Summary: (this post became epic as I tested various avenues)
PHP takes -typically two- while-loop iterations to detect a disconnect or to deliver output. This delay could come from the web server software, host computer, client computer, and client browser but then it should vary depending on the sleep per iteration. More likely the delay is coming from internal execution or output process of PHP (perhaps from a small internal buffer or the interrupt handling process).
Epic Post:
Counting your execution time from [Refresh] or URL-submit isn't exactly an accurate starting point - any number of steps may be required first and could add to the delay:
- DNS lookup required (with TCP overhead)

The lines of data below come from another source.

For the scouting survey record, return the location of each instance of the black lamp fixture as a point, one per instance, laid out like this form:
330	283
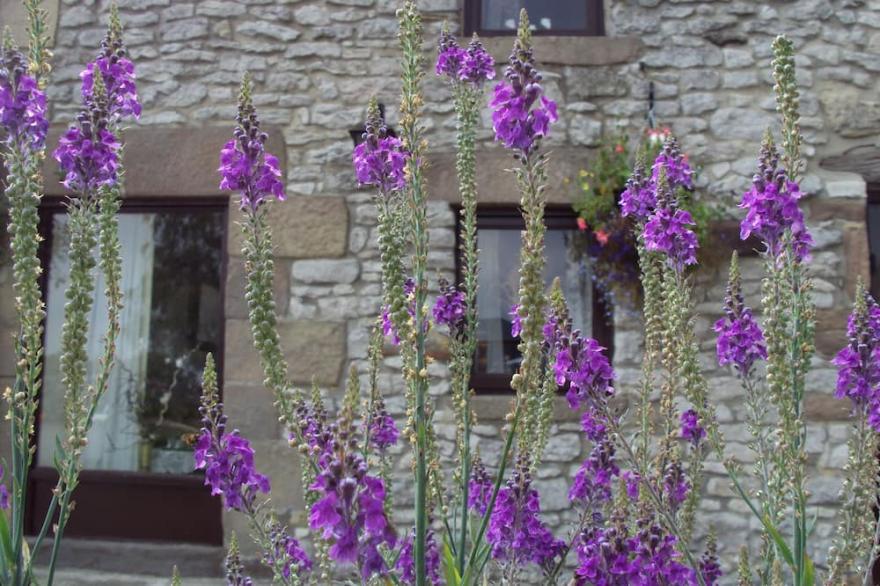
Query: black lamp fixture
357	134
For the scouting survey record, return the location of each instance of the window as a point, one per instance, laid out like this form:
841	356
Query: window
498	234
554	17
172	280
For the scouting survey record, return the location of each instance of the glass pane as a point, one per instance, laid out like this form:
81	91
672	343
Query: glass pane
172	317
545	15
499	282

- TCP connection established with server
- Web Server creates a thread or child
- Web Server decides how to deal with the request
- PHP may need to start up
- PHP may need to convert your source into opcode
So rather than measuring [Refresh] -> [Stop] time and comparing it to the number recorded by PHP, I measured displayed output to recorded output - which reduces the delay measurement to mostly just within PHP (although Server/Browser will effect). The modified script can't run away (it terminates after a fixed number of iterations), clears the default php.ini
buffering, and reports an iteration count on screen and in the timing file. I ran the script with various $sleep
periods to see the effects. The final script:
<?php
date_default_timezone_set('America/Los_Angeles'); //Used by ob apparently
ignore_user_abort(true); //Don't terminate script because user leaves
set_time_limit(0); //Allow runaway script !danger !danger
while (@ob_end_flush()) {}; //By default set on/4K in php.ini
$start=microtime(true);
$n=1000;
$i=0;
$sleep=100000;// 0.1s
while(!connection_aborted() && $i<$n) {
echo "\n[".++$i."]";flush();
usleep($sleep);
}
$end=microtime(true);
file_put_contents("timing.txt",
"#\$sleep=".($sleep/1000000).
"s\n/ s=$start / e=$end ($i) / d=".($end-$start)."\n",
FILE_APPEND);
?>
Results: (multiple runs concatenated, run in Firefox)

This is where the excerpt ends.